Lukashenko comments on idea of Belarus merging with Russia into Union State
The country’s long-time leader also spoke about the alleged proposal to head the new state’s parliament.
President Alexander Lukashenko of Belarus believes that creating a Union State with Russia is no longer an option.
“First of all, Belarusians themselves wouldn’t accept this” Lukashenko said in an interview with Ukraine’s Dmitry Gordon, seen by RBC-Ukraine. Lukashenko said the corresponding union of the two countries would be “impossible”.
“Even if I agreed to unification on the most favorable terms for Belarus, Belarusians would no longer accept this. The people are not ready for this, and they never will be… The nation is overripe.
This would have been possible 20 or 25 years ago, when the Soviet Union collapsed. Now it’s not,” the president said.
Lukashenko separately commented on reports about the alleged proposal to head the parliament of the Union State.
“I would never agree to this. I’m not some warehouse chief,” the head of Belarus added.
As reported earlier, Lukashenko had already announced the impossibility of Belarus acceding to the Russian Federation.
In November 2019, Belarusian Ambassador to Russia claimed that Alexander Lukashenko and Russia’s Vladimir Putin had agreed to create a single parliament and government within the framework of the idea to merge the two countries into a Union State. Background Putin’s hybrid mix of Tsarist and Soviet Russian nationalism led to the establishment in 2007 of the Russkiy Mir Foundation (‘Russian World Foundation”), followed by the emergence of a “Russian World” doctrine calling on the Russian government to intervene on behalf of Russians throughout the former Soviet bloc, Taras Kuzio wrote in an op-ed for the Atlantic Council.
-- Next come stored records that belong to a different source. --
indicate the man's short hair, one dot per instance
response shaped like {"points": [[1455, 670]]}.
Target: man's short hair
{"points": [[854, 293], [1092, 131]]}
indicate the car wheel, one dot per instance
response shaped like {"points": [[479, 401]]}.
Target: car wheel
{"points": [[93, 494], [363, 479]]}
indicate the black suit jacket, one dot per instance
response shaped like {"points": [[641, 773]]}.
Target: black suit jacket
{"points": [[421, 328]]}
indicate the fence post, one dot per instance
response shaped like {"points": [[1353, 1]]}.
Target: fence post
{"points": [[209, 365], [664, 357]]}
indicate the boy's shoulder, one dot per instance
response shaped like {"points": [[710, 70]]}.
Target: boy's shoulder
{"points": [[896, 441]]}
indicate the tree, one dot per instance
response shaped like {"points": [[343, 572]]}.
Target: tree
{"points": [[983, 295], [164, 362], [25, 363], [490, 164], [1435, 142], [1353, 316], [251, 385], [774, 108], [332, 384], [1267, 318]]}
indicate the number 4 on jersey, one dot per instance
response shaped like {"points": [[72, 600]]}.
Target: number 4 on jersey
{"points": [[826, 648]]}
“Although the term is subject to different interpretations, the “Russian World’ concept broadly aims to unite the three modern eastern Slavic nations (Russia, Belarus and Ukraine) under Moscow’s leadership, with the population of this informal empire bound together by the Russian language and the Russian Orthodox Church.
This mirrors Soviet and Tsarist historical narratives which depicted Russians, Belarusians and Ukrainians as fraternal nations born together in the medieval Kyiv Rus and destined to remain united,” Kuzio wrote. Throughout his time in power, Putin has consistently promoted Russia’s ancient ties to the Kyiv Rus state as a way of furthering eastern Slavic unity.